In a telephone-based refill reminder pilot conducted in conjunction with Prime, Florida Blue targeted 17,000 members during a 30-day period to ask patients why they are likely to skip a drug. For those who were taking a single drug, 30% responded that they felt they didn’t need the drug. But for patients taking multiple medications, cost replaced “don’t need” as the No. 1 answer (33% versus 25%). The next phase of Prime and Florida Blue’s collaboration will include tailoring interventions based on patient preference and performing a “deeper drill-down” into that “don’t need” category, said Griffin.
Experts Warn Against Free Generic Programs
When discussing the impact of pharmacy benefit design on medication adherence, Lassen pointed out that members utilizing free or $4 generic drug discount programs offered by retailers have the potential to skew data when it comes to tracking adherence. A Prime study released last year was the first to quantify the impact of such programs on a PBM’s ability to conduct and monitor clinical programs (DBN 5/11/12, p. 1).
“We know that member cost-share does have a significant impact on adherence…and the impact of managing generics in this space is also very significant,” he observed. But “ensuring the generic copay for drugs in the star rating adherence measures are at or below common $4 generic cut-points helps otherwise the shifting in members to free generics, which can cause potentially the member to not use their insurance card for processing the prescription and impact the overall star rating measures negatively.” For plans that are considering offering free generic programs of their own, Lassen recommended they “use a targeted approach targeting those [drugs] with star rating measures.”

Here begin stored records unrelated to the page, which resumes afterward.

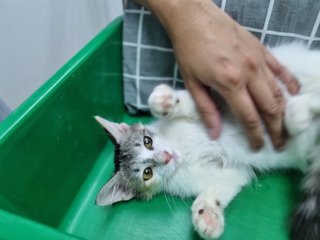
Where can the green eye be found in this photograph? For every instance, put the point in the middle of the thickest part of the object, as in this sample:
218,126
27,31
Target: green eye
147,174
147,141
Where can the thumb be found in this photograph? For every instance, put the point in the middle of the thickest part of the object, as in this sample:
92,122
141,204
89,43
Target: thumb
206,107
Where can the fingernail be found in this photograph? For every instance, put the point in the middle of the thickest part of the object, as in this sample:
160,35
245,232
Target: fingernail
280,145
257,145
213,133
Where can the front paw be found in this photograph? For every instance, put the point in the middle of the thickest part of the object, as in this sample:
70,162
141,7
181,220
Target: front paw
162,101
207,218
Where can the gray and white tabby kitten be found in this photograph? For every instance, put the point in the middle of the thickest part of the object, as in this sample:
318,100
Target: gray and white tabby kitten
175,154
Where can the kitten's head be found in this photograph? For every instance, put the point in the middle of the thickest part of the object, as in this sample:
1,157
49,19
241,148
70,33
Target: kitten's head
144,163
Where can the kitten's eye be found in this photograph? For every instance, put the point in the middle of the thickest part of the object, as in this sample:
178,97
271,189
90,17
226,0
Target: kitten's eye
147,141
147,174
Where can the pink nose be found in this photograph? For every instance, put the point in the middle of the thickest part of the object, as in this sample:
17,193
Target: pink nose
167,157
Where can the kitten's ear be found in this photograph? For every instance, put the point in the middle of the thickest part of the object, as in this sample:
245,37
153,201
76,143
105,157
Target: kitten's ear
115,130
113,192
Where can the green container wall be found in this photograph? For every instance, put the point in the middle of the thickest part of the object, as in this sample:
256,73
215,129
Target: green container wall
54,158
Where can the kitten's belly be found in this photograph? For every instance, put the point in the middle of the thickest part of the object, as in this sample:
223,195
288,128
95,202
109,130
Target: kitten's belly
192,141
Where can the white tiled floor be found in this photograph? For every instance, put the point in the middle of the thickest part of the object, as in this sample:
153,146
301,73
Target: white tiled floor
40,36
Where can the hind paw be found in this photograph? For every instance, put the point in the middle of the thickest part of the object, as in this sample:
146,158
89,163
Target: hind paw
207,219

“Within a given population or region there can be considerable utilization of these programs, and I think the challenge for us as plans is when members vary utilization from month to month,” added Griffin. In other words, a patient may utilize his or her prescription drug benefit one month, and then use one of the free drug programs the next month, leading the plan to view the member as nonadherent. Therefore, it may be necessary to engage case managers and plan pharmacists to work through the process of determining a patient’s overall adherence pattern, she suggested. “And I think it’s really key to engage the member through your overall educational process so that they will understand the impact of various practices.”

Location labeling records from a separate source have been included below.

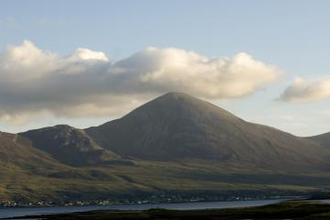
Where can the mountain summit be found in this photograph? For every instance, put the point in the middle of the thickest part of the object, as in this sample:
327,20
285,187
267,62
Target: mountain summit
175,143
178,126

Suspecting that such programs were impacting the insurer’s ability to track and manage adherence, Blue Cross & Blue Shield of Rhode Island conducted an internal analysis to determine that fewer claims were being lost than expected. “It was a little less, but not dramatically less,” says Tara Higgins, R.Ph., clinical pharmacist, who did not speak at the webinar. She explains to DBN that the majority of the Rhode Island Blues plan’s pharmacy contracts employ a “lower of” logic, so if a patient goes into a Walmart and shows his or her insurance card, the member will walk out paying the lower of either the copay amount or the pharmacy’s amount, which is typically $4 for popular generic drugs sold at big-box retailers. Because of the way those contracts are written, the claim would still be captured by the health plan as long as the member presented his or her insurance card.

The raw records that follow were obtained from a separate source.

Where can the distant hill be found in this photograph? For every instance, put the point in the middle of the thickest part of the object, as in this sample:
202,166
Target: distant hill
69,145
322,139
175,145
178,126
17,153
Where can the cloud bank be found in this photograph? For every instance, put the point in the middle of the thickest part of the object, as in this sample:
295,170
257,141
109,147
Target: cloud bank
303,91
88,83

“I’ve talked to friends that work in the retail setting and I’ve asked them if they ask for the insurance card and they said yes,” reveals Higgins. “The thing that happens is patients believe that they’re not eligible for the program if they present their card. So we have an opportunity to educate members and explain that they’re still eligible for these programs and it’s important for the capturing of the information from a safety perspective [to present the card].”